Masyarakatnya tidak terbiasa membeli ikan yang tidak utuh.. Pola pikir ini perlu diluruskan demi
mendapatkan mutu ikan yang baik. Untuk keperluan dalam industri pengolahan hasil perikanan
ada beberapa terminologi yang perlu diperhatikan pada proses preparasi (Fellows 1990)
diantaranya adalah:
Cleaning
Wadah, peralatan, tempat dan pekerja (higienis), terutama dari kontaminan baiklogam, debu
(tanah dan lumpur), hewan (kumbang, kecoa, rayap) kimia (pestisida, antibiotik), mikroorganisme
yang menghasilkan toksin warna dan bau. Metode cleaning terdiri sistem basah (wet)
menggunakan air bersih yang telah disanitasi dengan desinfektan.
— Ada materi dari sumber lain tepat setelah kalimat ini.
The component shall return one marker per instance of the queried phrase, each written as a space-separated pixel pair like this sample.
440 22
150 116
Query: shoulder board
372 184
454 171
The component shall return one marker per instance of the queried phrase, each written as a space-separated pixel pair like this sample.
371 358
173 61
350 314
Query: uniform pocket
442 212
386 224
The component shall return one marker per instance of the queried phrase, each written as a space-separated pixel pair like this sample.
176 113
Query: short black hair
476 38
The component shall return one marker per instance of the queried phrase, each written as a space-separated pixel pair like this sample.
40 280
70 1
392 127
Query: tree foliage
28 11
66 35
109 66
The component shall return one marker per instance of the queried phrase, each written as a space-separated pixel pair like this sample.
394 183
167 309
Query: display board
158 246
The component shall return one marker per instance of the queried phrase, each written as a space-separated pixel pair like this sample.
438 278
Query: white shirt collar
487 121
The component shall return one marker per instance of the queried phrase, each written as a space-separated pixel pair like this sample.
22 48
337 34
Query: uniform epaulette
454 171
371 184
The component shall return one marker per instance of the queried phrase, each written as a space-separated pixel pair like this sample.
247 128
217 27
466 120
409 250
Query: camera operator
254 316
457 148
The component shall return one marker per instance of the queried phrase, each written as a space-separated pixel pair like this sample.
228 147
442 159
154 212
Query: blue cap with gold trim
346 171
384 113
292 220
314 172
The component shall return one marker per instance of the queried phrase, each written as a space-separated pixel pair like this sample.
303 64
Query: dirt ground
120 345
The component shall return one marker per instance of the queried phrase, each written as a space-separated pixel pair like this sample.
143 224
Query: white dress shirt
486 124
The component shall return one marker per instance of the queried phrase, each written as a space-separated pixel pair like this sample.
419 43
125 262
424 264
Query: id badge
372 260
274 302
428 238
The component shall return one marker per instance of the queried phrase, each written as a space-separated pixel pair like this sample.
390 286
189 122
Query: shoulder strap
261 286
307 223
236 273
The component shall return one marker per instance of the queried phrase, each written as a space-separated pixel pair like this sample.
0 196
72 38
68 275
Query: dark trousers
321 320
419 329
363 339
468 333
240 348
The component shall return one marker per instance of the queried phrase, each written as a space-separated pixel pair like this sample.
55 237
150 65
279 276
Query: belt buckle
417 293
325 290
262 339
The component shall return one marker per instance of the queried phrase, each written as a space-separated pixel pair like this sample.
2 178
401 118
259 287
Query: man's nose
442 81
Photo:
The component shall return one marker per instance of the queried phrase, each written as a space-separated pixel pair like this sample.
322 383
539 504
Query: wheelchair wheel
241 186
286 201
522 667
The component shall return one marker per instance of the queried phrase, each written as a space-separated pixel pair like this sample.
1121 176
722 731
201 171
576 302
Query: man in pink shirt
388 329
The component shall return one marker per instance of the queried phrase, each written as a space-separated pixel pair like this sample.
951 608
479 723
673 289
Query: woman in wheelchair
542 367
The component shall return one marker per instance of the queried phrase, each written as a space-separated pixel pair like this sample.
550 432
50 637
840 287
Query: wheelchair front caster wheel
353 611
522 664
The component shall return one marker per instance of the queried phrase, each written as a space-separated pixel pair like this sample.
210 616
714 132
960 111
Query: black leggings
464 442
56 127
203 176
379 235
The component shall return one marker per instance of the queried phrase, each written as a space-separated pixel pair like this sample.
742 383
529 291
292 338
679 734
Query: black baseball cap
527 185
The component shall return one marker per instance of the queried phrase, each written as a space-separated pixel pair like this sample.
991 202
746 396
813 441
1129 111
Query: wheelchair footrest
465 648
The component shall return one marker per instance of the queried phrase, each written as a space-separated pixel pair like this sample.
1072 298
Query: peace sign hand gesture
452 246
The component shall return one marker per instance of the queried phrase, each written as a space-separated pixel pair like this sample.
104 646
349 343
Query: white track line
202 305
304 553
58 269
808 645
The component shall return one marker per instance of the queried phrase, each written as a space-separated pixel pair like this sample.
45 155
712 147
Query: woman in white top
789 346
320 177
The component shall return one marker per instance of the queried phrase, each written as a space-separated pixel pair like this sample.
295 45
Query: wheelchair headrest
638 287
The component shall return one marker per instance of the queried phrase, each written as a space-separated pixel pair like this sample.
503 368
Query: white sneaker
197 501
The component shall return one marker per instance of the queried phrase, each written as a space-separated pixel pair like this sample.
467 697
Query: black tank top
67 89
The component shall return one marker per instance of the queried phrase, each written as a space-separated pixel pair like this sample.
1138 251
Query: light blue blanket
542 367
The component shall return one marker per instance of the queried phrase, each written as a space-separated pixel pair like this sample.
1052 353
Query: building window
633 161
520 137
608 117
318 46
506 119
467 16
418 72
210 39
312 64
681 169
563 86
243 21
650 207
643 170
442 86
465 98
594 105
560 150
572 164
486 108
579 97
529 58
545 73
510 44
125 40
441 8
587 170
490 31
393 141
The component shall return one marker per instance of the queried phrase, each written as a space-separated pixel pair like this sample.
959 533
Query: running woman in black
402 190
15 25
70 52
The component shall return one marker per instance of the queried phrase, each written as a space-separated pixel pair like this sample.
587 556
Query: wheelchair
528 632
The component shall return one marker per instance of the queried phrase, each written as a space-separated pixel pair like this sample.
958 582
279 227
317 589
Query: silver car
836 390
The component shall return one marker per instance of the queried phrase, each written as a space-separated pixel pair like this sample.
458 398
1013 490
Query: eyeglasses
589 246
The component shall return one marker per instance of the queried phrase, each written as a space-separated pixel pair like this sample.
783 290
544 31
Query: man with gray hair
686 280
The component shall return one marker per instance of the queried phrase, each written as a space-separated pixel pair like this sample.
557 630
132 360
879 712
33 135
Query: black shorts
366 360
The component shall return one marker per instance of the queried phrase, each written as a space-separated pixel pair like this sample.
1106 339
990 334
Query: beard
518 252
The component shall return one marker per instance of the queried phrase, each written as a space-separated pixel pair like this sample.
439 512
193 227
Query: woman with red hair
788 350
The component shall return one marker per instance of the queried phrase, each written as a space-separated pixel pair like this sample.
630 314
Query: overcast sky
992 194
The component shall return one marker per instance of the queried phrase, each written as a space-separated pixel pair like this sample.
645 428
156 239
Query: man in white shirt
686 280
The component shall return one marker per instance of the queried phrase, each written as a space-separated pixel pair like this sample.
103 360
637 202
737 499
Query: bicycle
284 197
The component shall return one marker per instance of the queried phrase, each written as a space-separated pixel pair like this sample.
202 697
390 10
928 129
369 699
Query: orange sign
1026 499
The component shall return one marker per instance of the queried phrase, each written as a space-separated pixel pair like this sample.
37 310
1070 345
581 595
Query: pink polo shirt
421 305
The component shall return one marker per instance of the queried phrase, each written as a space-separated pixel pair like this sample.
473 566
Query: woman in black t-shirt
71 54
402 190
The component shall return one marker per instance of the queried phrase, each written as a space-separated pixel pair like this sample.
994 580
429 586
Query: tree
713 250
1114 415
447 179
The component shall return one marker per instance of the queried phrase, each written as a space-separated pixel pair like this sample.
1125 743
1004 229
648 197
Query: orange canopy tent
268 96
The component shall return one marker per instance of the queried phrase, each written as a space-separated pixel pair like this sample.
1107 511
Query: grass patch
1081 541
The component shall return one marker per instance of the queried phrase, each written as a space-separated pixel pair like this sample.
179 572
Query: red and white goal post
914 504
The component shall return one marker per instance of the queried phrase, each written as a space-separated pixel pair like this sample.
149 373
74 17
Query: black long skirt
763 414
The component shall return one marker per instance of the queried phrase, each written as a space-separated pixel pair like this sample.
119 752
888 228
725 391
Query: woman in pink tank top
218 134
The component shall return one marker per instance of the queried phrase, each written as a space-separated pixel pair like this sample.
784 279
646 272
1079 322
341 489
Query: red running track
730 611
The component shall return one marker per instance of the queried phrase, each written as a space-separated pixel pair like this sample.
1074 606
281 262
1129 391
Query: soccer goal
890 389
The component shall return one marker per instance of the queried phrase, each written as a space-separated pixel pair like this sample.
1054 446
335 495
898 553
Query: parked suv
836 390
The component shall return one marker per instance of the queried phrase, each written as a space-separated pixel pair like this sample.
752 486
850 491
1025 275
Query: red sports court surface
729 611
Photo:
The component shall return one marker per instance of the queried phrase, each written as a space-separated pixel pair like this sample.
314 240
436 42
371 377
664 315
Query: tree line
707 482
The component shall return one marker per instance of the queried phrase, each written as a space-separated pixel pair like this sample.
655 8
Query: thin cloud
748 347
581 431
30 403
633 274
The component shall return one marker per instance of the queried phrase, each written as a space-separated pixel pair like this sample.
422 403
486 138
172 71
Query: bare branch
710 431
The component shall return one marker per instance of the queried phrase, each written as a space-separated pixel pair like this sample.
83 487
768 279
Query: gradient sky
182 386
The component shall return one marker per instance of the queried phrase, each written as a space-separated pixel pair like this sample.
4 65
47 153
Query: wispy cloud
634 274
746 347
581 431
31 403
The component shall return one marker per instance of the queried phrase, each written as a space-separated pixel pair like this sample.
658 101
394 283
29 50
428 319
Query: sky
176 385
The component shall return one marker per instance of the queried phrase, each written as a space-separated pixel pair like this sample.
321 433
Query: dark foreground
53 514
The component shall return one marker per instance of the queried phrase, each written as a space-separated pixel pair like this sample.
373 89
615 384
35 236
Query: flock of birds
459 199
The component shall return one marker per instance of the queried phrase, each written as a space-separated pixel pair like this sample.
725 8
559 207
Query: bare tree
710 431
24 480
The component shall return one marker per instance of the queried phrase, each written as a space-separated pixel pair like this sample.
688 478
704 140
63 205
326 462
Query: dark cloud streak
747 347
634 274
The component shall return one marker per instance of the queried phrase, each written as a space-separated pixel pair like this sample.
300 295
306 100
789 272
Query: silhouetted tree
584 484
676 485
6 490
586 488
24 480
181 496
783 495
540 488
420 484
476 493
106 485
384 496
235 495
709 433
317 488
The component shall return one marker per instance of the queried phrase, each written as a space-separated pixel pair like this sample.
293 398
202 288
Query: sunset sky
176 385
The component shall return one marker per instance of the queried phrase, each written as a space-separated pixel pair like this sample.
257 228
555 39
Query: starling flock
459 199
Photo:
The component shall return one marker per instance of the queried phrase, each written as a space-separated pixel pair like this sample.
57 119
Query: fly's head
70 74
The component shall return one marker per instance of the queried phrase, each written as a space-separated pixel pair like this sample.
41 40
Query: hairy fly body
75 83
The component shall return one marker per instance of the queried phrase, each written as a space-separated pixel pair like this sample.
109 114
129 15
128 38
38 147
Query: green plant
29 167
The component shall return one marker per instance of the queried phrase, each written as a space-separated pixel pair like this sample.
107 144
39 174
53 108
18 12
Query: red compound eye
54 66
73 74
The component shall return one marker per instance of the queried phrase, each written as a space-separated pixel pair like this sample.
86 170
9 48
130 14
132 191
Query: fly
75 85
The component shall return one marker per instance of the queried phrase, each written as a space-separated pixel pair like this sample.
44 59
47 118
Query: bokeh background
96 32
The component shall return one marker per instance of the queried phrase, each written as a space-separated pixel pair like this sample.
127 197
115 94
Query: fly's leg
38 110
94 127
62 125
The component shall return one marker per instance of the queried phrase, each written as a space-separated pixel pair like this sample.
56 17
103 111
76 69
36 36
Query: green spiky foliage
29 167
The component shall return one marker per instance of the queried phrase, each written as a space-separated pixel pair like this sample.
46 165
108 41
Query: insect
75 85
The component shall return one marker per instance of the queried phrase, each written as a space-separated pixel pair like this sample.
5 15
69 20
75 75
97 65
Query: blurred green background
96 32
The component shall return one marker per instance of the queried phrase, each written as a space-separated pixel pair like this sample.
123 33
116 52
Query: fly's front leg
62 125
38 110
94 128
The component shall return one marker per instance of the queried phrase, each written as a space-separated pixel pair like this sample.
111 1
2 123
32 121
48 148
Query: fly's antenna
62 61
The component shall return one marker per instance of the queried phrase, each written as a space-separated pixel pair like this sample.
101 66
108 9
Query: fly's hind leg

Sistem kering (dry) yaitu
disemprot dengan gas (uap).

Sorting
Sorting adalah pemisahan atau pemilihan dengan menyeleksi berdasarkan
ukuran (size), bentuk, jenis atau spesies (shape) dan bobot secara obyektif serta warna.

Grading
Penerapan/penentuan tingkatan mutu berdasarkan atas analisis sensori sangat diperlukan
keterampilan dan pelatihan. Selain analisis sensori bisa juga dengan analisis obyektif, namun
memerlukan waktu yang lama dengan biaya yang relatif mahal. Penentuan komposisi dari
produk perikanan kadang-kadang memerlukan spesifikasi tertentu atau aturan-aturan. Sebagai
contoh kandungan ikan pada kue ikan, atau kadar minyak pada tepung ikan yang diperlukan
untuk komersialisasi atau aturan resmi.